That’s a mere coincidence, but the production isn’t.
“Once we had all the seniors leaving, I knew I had to step up and become a leader,” Gunsett said. “I needed to give people confidence and do whatever I can to help us.”
As she and the rest of this young team have settled in and found their footing, Marlboro slowly is beginning to resemble its 2022 self. At least a little. They won seven of their first nine games and, after a relatively quiet start, they scored at least 10 runs in three straight games.
The Dukes last year, with excellent pitching and a relentless offense, rolled to a second consecutive Section 9 championship and conquered their region to reach the state final four. But, after losing four all-section stalwarts, there was understandable doubt about what this season could be.
“I thought we’d be decent,” catcher Emma Jackson admitted. “I was a little nervous thinking about who we lost and realizing we’d be a young team. But everyone has stepped up.”
Ella Leduc said she figured the team would still be good, with a handful of key players returning and the expected improvement of youngsters. But she didn’t know just how good. A month in and, the senior said, “I’m pleased to say we’re doing better than anyone expected.”
Birkenstock, Leduc and Jackson are proven standouts who were considered the “given” elements of the lineup. But the early success of underclassmen Taylor Castellani, Kaitlyn Gordon and Emily Tarsio, along with juniors Madison Gibney and Kaitlyn Thorne, has buoyed this bunch.
Castellani, a freshman, went 3 for 3 and crushed a homer to left in a rout of New Paltz last Wednesday. Yet another encouraging sign.
Leduc is a slick-fielding third baseman and No. 3 hitter who recently committed to Saint Rose. She is the longest-tenured member of the team and is a vocal leader.
Jackson made a successful move from the outfield to behind the plate. The sophomore hadn’t caught full-time since she was 10 years old, but Emmie Mae Cabrera’s graduation necessitated the switch.

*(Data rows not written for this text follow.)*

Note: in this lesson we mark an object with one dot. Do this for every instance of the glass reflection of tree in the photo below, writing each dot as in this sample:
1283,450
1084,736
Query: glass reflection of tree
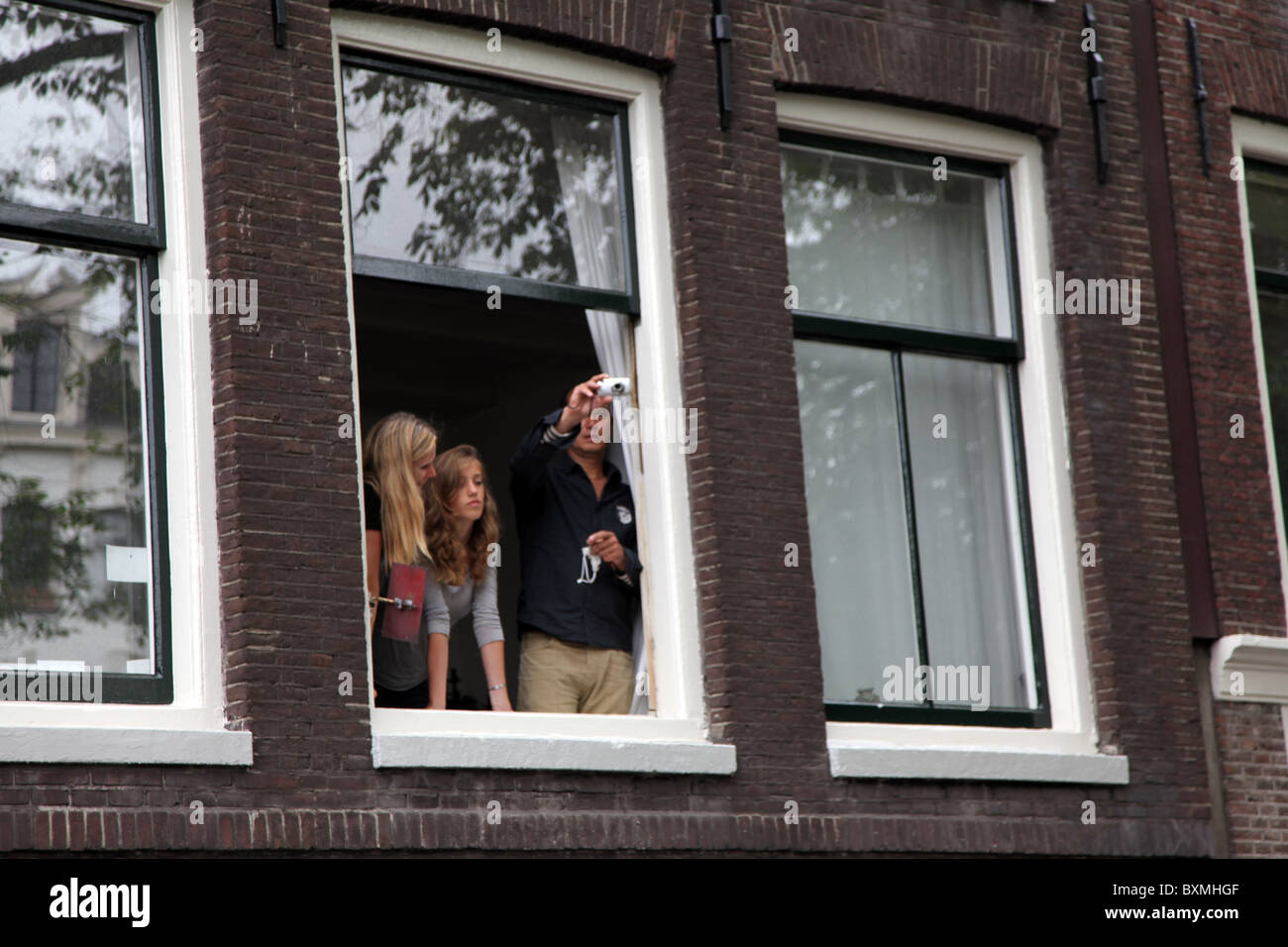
63,59
59,62
47,543
841,215
484,165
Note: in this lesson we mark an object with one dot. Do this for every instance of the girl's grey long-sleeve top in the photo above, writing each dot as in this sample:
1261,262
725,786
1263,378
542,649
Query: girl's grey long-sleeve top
463,599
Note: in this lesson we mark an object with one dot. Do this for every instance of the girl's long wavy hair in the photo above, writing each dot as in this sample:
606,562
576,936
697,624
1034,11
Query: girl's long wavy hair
454,560
389,453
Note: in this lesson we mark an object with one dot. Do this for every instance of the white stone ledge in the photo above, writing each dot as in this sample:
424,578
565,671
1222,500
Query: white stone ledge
1262,663
881,761
603,754
136,745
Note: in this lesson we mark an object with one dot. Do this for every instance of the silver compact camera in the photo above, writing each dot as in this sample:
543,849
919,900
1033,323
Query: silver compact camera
613,386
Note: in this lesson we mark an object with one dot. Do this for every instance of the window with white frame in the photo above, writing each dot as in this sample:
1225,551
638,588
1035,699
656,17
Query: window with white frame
531,175
907,347
106,433
935,447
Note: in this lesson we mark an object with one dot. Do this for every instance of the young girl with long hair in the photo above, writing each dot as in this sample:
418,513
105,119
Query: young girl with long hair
397,463
462,527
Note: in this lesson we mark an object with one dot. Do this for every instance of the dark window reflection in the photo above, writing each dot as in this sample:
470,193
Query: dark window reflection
468,179
71,99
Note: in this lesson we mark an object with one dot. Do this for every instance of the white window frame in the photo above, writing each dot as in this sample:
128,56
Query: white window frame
1266,142
677,740
1068,750
1261,659
192,728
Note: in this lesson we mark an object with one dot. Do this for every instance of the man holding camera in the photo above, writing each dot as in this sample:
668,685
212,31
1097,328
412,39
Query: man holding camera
581,573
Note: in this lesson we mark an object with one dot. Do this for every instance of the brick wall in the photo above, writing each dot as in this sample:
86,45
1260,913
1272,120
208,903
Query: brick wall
1245,69
290,554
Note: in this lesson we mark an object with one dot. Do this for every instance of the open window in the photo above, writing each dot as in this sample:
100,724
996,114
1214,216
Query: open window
493,268
507,224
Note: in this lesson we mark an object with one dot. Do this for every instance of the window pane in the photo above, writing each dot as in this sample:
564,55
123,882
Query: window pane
468,179
857,525
967,532
75,560
883,240
1267,213
71,98
35,367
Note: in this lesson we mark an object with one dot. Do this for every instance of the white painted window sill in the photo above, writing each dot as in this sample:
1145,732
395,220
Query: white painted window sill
1250,669
47,732
469,740
887,751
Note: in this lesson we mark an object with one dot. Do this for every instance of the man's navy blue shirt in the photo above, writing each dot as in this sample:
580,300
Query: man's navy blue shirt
557,512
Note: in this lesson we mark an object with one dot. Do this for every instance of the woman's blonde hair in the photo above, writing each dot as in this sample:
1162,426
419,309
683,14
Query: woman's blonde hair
389,454
452,560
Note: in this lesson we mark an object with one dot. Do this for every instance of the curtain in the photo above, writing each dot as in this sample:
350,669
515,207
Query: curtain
588,182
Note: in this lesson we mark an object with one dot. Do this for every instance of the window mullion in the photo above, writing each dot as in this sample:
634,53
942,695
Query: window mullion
910,508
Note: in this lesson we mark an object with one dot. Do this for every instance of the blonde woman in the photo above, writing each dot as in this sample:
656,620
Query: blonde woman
462,527
397,463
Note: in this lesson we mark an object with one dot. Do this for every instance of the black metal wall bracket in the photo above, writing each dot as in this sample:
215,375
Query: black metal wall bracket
1199,94
721,38
1096,95
278,24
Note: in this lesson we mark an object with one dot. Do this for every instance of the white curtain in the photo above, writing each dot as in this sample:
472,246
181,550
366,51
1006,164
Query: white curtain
588,183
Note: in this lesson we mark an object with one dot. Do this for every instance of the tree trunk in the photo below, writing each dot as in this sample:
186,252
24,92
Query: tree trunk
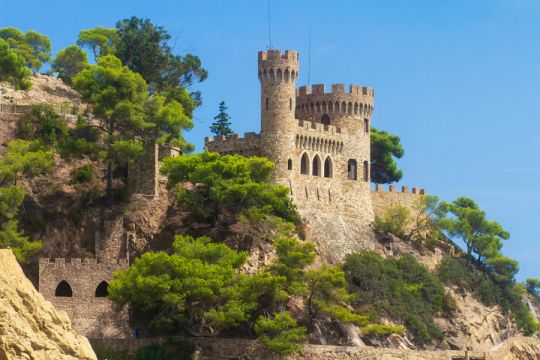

“At first I was worried, hoping not to mess up,” said Jackson, who was the emergency catcher last year. “It took a few weeks and a lot of work to get back into it, but I’m feeling comfortable.”
Easing the transition was the fact that she and Gunsett have a solid rapport, having been scholastic and travel softball teammates for years.
Birkenstock also has done well in her switch from right field to shortstop, replacing Kasey Conn.
‘We like to keep it on a high note…’
“There’s still a lot of talent here,” said Birkenstock, a speedy leadoff hitter. “I didn’t know if we’d be as good as last year, but as the season goes on, I know we’re improving and we’re getting there.”
Gunsett’s development has been a big factor in that. And it can’t all be attributed to an AUX cord.
Plenty of work has gone into improving her swing and approach. Gunsett routinely takes extra batting practice, even on off days. She’ll film herself hitting off a tee, then study the footage to critique the minute mechanical details and adjust accordingly.
The camera has also caught some blooper-ish footage.
“I’ll see myself talking to the bat or giving it a kiss,” Gunsett said with a grin. “I’m talking to it, but also talking to myself, like, ‘Stop thinking so much and just hit the ball like you know how to.’”
There are laughs to be had at that. But an unofficial rule of thumb: It ain’t weird if it’s working.
The groove she has found, Gunsett said, “I hope…” she paused a second. “No, I will keep it going.”
That confidence permeates the team and, with two weeks left in the regular season, there is a belief that Marlboro will again contend for a section title. And, possibly more.
“I think we have a shot to go pretty far,” Leduc said, adding that their experience during last year’s playoff run will benefit them in the pressure games ahead. “Knowing what to expect, how to prepare, and understanding the level of competition and how you have to be at your best at all times, it definitely helps.”
Getting within two victories of a state title last year – essentially having the brass ring within reach – has made them more determined.
“Coming that close and not getting it,” Gunsett said, shaking her head, “you wanna get back there. We want those medals.”